Policy makers are usually very circumspect while commenting on policy issues in public. So is Wang’s public stance an indication that top decision makers could be considering the odds of adjusting macroeconomic policies? This may well be so.
Economists and analysts have been urging the government to shift focus from taming inflation to supporting growth.
The newly released economic data show China’s gross domestic product has slowed to 10.1 percent in the second quarter, down from 10.6 percent in the first three months and 11.9 percent last year.
The Consumer Price Index, the main gauge of inflation, grew at 4.9 percent in August – the slowest pace in 14 months. It has been on the decline for four consecutive months and the speed at which inflation eased went beyond economists’ boldest expectations.
Industry slowing
In contrast to the softening inflationary pressure, the risk of slower economic growth is intensifying.
In August, industrial production grew 12.8 percent, the slowest since February last year.
Among the sectors which dragged down output was the automobile industry, which used to be a major growth driver. The automobile sector fell 3.3 percent last month.
Exports, another key element of overall economic expansion, rose 21.1 percent in August, cooling down from a 22.9-percent jump a month earlier.
The slower growth came despite the government increasing export tax rebates for textiles and garments – the two sectors hardest hit by yuan appreciation and weaker demand from developed markets.
China’s urban fixed-asset investment increased 27.4 percent in the first eight months, keeping a stable growth momentum. But analysts said this was mainly bolstered by the demand created by the May 12 earthquake in Sichuan Province.
On the other hand, domestic consumption looks robust. Retail sales in August jumped 23.2 percent, slightly up from the July figure which saw the fastest rise since 1996.
However, the rest of the year may see a downturn with no new strong selling points, like the housing and automobile sectors of the past, to boost growth.
All figures now seem to point in one direction °?- that the government should take concrete steps to sustain economic growth. Huang Yiping, an economist with Citigroup, said the CPI which fell below 5 percent in August could help shift the balance of policy concerns toward growth.
Sops may work
“The probability of a policy reversal may rise significantly in the coming months, as global economic conditions continue to deteriorate and domestic corporate sectors increasingly feel the impact of growth slowdown,” said Huang.
“Although the People’s Bank of China has so far maintained its bias toward tight monetary policies, it has introduced a number of measures to fine-tune trade policies as well in recent months,” he added.
The analyst said that the central bank’s steps include expansion of credit quota, slowdown of currency appreciation and increases in export tax rebates.

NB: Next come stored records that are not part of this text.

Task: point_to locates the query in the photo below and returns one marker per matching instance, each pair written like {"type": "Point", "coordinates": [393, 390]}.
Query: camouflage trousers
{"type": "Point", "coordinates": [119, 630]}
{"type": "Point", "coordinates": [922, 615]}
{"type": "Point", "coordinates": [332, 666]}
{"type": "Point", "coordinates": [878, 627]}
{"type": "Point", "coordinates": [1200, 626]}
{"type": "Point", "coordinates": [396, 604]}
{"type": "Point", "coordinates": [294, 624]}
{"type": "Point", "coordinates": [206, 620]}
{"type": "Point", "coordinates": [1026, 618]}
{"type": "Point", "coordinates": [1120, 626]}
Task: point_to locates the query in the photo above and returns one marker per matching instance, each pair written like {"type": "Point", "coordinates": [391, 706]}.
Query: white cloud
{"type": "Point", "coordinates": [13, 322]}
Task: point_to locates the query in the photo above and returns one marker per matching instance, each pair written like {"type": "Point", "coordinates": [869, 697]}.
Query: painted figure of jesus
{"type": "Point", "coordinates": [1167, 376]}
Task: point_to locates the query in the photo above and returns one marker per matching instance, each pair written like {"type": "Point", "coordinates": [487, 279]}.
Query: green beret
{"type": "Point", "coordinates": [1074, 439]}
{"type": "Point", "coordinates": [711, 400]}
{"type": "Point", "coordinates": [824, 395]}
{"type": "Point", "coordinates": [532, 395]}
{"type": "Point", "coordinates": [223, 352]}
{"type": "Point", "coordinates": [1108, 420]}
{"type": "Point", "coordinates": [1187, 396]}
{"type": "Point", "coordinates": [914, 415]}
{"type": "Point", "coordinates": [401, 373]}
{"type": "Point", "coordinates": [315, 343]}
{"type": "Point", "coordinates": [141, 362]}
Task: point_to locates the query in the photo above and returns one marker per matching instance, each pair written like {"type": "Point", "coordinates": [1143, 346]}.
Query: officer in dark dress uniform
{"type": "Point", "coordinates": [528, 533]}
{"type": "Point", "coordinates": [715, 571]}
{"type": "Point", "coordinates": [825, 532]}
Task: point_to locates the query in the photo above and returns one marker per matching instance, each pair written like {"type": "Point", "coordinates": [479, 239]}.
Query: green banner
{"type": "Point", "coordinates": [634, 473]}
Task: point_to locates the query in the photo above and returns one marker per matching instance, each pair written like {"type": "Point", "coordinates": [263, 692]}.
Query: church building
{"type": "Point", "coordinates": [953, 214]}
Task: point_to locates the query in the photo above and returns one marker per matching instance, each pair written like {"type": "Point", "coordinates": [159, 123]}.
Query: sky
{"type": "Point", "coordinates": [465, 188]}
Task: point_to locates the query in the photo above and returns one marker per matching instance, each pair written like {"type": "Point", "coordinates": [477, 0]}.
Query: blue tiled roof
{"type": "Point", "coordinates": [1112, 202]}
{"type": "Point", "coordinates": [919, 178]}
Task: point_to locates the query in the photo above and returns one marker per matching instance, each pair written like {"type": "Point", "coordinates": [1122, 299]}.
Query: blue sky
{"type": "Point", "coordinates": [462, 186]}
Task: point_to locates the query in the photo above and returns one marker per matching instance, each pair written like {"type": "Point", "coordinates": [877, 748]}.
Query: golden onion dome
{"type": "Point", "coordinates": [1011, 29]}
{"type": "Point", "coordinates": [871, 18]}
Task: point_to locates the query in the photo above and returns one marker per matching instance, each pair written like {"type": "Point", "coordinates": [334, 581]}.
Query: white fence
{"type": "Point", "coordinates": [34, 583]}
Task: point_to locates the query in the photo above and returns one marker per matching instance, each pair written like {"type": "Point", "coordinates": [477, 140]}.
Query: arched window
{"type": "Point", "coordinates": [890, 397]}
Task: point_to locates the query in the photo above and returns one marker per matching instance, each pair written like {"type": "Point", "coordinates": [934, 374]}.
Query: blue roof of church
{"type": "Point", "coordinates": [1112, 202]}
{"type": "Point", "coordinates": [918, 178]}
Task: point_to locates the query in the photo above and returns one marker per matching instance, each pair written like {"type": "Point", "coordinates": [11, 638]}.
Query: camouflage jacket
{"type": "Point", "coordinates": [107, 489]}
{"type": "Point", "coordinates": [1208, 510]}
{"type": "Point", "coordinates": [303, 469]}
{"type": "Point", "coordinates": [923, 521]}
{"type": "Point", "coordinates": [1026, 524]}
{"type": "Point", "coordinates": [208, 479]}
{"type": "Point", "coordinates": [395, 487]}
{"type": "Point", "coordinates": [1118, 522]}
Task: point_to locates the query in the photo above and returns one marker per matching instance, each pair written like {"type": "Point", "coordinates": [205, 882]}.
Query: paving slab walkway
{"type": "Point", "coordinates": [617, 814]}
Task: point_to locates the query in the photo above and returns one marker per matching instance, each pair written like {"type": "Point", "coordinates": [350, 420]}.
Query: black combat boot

“This shift in policy concerns should be reinforced to keep the CPI at a healthy level,” Huang noted.
But there is a major hurdle in the way of a complete turnaround as producer prices, the factory-gate inflation measure, also keep going up.
The Producer Price Index in August soared to 10.1 percent, the highest in 12 years. Rising factory-gate costs are generally passed on to the end users, but this may in turn affect consumer prices, analysts said.
Economists suggest China should continue with its fine-tuning measures for the time being. Relaxing the credit quota, slowing down yuan appreciation and selected reduction of tax burden could go a long way to boost the economy.